Below, we can see the possible values for some of the variables in this dataset:

# A tibble: 6 × 1
  engine       
  <chr>        
1 Turbo-fan    
2 Turbo-jet    
3 Reciprocating
4 4 Cycle      
5 Turbo-shaft  
6 Turbo-prop   
# A tibble: 2 × 1
  type      
  <chr>     
1 Fixed wing
2 Rotorcraft
# A tibble: 4 × 1
  engines
    <int>
1       2
2       1
3       4
4       3
  1. Name all variables in this dataset that could be considered discrete.
  2. Name all variables in this dataset that could be considered ordinal.
  3. Name all variables in this dataset that could be considered binary.

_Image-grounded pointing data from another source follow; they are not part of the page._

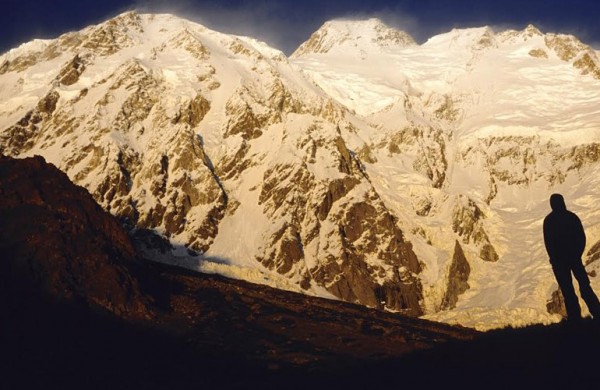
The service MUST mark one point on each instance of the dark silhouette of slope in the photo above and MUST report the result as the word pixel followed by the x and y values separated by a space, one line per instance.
pixel 79 309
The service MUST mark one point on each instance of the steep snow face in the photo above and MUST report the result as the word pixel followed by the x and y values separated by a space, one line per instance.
pixel 469 134
pixel 354 37
pixel 217 143
pixel 413 178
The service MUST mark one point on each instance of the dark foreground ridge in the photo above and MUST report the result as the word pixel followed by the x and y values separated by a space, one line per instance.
pixel 80 309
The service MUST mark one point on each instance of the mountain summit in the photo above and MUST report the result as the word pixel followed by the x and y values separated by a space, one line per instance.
pixel 367 168
pixel 353 35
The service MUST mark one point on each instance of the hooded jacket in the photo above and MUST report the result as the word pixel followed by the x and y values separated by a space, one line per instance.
pixel 563 232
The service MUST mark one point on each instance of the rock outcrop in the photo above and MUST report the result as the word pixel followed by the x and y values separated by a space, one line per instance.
pixel 57 244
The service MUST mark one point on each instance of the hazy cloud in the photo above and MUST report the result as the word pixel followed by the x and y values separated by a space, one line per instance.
pixel 264 20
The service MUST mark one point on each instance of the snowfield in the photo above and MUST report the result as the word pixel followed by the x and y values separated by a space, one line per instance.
pixel 461 139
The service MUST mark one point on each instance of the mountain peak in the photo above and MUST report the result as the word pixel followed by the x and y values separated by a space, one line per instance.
pixel 366 34
pixel 476 38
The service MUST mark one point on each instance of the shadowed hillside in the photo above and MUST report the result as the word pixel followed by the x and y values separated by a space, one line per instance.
pixel 80 309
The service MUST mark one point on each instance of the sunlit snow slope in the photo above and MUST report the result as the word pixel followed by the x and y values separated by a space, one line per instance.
pixel 501 119
pixel 366 167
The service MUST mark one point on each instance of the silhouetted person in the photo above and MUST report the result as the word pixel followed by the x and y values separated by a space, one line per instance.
pixel 565 242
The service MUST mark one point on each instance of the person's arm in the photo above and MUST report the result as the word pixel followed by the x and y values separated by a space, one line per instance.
pixel 580 237
pixel 548 242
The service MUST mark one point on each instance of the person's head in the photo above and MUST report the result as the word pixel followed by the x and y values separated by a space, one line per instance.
pixel 557 202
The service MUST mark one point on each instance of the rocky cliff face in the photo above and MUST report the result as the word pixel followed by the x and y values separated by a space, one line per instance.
pixel 177 129
pixel 58 244
pixel 340 180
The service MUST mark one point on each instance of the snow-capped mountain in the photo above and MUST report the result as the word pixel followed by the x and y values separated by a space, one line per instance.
pixel 366 167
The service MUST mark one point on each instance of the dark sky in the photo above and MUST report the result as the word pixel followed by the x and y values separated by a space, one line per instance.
pixel 286 23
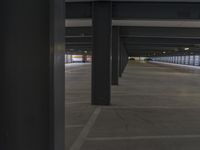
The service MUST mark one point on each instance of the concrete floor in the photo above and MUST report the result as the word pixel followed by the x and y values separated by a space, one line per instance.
pixel 155 107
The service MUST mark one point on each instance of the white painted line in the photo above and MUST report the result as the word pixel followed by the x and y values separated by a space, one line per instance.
pixel 72 103
pixel 149 107
pixel 178 65
pixel 142 137
pixel 80 140
pixel 74 126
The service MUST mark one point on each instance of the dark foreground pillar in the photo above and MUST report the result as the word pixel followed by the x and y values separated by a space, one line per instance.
pixel 32 65
pixel 101 63
pixel 115 55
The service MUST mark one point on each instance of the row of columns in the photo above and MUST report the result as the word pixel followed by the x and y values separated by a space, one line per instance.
pixel 109 54
pixel 32 75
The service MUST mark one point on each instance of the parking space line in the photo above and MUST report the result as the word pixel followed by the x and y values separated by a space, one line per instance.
pixel 81 138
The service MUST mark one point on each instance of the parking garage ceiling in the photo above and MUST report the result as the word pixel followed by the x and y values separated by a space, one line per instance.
pixel 137 0
pixel 143 31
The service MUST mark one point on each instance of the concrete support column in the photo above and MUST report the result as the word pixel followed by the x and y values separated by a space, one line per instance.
pixel 32 87
pixel 101 60
pixel 115 55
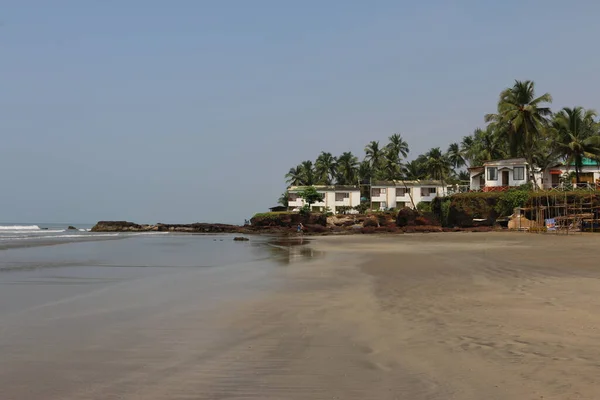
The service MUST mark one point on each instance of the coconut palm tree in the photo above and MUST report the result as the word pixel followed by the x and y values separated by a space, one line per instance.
pixel 374 155
pixel 455 155
pixel 295 176
pixel 415 169
pixel 325 168
pixel 577 136
pixel 390 168
pixel 365 173
pixel 308 172
pixel 397 145
pixel 438 165
pixel 347 171
pixel 521 116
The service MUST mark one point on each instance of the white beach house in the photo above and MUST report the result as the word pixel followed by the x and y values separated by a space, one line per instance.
pixel 333 197
pixel 499 175
pixel 399 194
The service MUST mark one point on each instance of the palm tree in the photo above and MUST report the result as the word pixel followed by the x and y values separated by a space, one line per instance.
pixel 325 168
pixel 455 156
pixel 437 165
pixel 365 173
pixel 374 155
pixel 397 145
pixel 577 136
pixel 308 172
pixel 347 171
pixel 521 116
pixel 390 168
pixel 295 176
pixel 415 169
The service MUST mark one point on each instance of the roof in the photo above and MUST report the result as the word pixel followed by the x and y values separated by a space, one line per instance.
pixel 507 161
pixel 325 188
pixel 406 183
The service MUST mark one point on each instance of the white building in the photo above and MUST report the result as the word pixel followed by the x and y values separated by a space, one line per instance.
pixel 333 197
pixel 557 175
pixel 499 175
pixel 399 194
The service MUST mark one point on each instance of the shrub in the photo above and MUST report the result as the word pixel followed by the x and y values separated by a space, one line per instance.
pixel 362 208
pixel 370 222
pixel 424 206
pixel 510 200
pixel 343 209
pixel 406 217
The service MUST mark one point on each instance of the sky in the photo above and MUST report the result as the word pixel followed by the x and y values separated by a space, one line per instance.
pixel 185 111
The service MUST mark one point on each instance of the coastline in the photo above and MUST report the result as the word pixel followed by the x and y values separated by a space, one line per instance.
pixel 432 316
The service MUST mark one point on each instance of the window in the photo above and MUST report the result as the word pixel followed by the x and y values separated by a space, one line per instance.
pixel 426 192
pixel 341 196
pixel 519 173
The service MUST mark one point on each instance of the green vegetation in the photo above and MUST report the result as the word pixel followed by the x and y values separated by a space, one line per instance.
pixel 424 207
pixel 511 199
pixel 310 196
pixel 522 126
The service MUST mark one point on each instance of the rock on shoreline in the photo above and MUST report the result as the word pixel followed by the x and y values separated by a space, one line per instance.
pixel 126 226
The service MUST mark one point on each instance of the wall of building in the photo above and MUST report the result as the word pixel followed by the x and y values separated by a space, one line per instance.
pixel 393 196
pixel 329 200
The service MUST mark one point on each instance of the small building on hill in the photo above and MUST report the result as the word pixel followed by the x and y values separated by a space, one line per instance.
pixel 334 197
pixel 499 175
pixel 400 194
pixel 556 175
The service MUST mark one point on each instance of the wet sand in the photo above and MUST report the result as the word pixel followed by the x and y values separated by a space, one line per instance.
pixel 434 316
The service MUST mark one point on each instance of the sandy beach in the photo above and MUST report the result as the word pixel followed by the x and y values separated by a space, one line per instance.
pixel 423 316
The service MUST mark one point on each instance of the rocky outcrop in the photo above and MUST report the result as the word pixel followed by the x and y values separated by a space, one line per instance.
pixel 287 219
pixel 125 226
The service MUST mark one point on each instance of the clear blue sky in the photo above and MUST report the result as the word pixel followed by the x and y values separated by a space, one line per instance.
pixel 182 111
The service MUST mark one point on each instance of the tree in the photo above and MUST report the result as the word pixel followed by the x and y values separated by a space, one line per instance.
pixel 521 116
pixel 415 169
pixel 364 172
pixel 310 196
pixel 397 145
pixel 295 176
pixel 308 172
pixel 374 155
pixel 325 168
pixel 347 169
pixel 284 199
pixel 577 136
pixel 437 165
pixel 455 156
pixel 390 168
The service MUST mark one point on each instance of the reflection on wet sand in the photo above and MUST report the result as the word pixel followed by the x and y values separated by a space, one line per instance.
pixel 288 250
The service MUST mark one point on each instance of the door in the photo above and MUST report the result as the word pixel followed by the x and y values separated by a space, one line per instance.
pixel 504 178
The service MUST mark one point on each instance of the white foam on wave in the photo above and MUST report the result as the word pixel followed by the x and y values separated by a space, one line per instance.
pixel 78 236
pixel 19 228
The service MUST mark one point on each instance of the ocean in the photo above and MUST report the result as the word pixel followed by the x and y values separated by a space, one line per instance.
pixel 80 310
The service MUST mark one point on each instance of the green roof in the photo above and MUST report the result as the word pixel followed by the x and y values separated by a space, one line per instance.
pixel 588 162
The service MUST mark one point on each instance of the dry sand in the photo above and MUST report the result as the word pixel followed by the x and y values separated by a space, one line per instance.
pixel 433 316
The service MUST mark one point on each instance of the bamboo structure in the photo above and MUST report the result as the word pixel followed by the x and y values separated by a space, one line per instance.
pixel 558 214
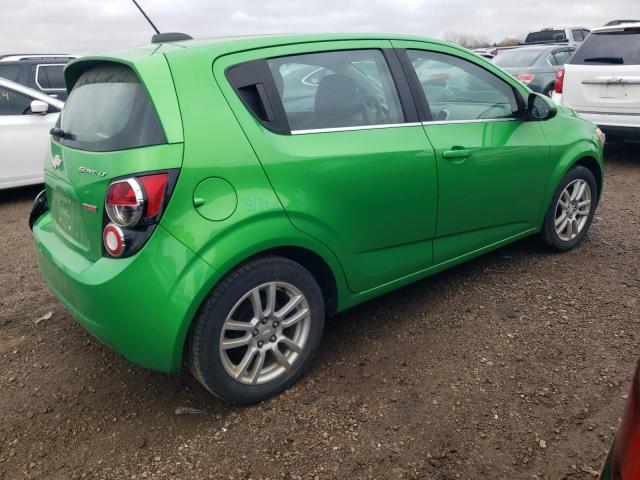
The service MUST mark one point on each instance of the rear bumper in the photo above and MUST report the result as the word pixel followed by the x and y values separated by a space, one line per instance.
pixel 140 306
pixel 627 124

Now, let’s consider altering the flights dataset from Exercise 1.1.2

year month day dep_time sched_dep_time dep_delay arr_time sched_arr_time arr_delay carrier flight tailnum origin dest air_time distance hour minute time_hour
2013 2 22 1319 1302 17 1422 1404 18 EV 4129 N13958 EWR DCA 45 199 13 2 2013-02-22 13:00:00
2013 3 17 1825 1830 -5 2015 2015 0 MQ 4674 N503MQ LGA CLE 83 419 18 30 2013-03-17 18:00:00
2013 5 27 2125 2124 1 2353 21 -28 UA 1692 N27239 EWR MCO 124 937 21 24 2013-05-27 21:00:00
2013 8 5 1713 1712 1 1854 1844 10 B6 408 N190JB JFK PWM 49 273 17 12 2013-08-05 17:00:00
2013 9 17 1713 1713 0 1852 1856 -4 EV 4202 N22909 EWR STL 132 872 17 13 2013-09-17 17:00:00
2013 9 21 1441 1450 -9 1540 1602 -22 EV 4372 N13118 EWR DCA 38 199 14 50 2013-09-21 14:00:00
2013 10 22 1232 1232 0 1538 1530 8 B6 1401 N583JB JFK FLL 160 1069 12 32 2013-10-22 12:00:00
2013 11 11 1503 1505 -2 1843 1830 13 AA 145 N5FRAA JFK MIA 154 1089 15 5 2013-11-11 15:00:00
2013 11 29 1410 1415 -5 1616 1636 -20 DL 673 N939DL EWR ATL 107 746 14 15 2013-11-29 14:00:00
2013 12 22 2018 1901 77 2342 2251 51 UA 1489 N24202 EWR SFO 351 2565 19 1 2013-12-22 19:00:00
  1. Suppose I wanted to make a new variable called late, that shows whether the flight arrived late or not. What quantitative variable would we need to bin to create this new variable? What would those bins be?
  2. Suppose I wanted to convert the origin column to dummy variables. What would be the new column names in the dataset after this process, and what possible values could they have?
  3. Suppose I wanted to make a new variable called flight_type, with possible values “International” or “Domestic”. What categorical variable would I use to combine categories and make this new variable? Explain.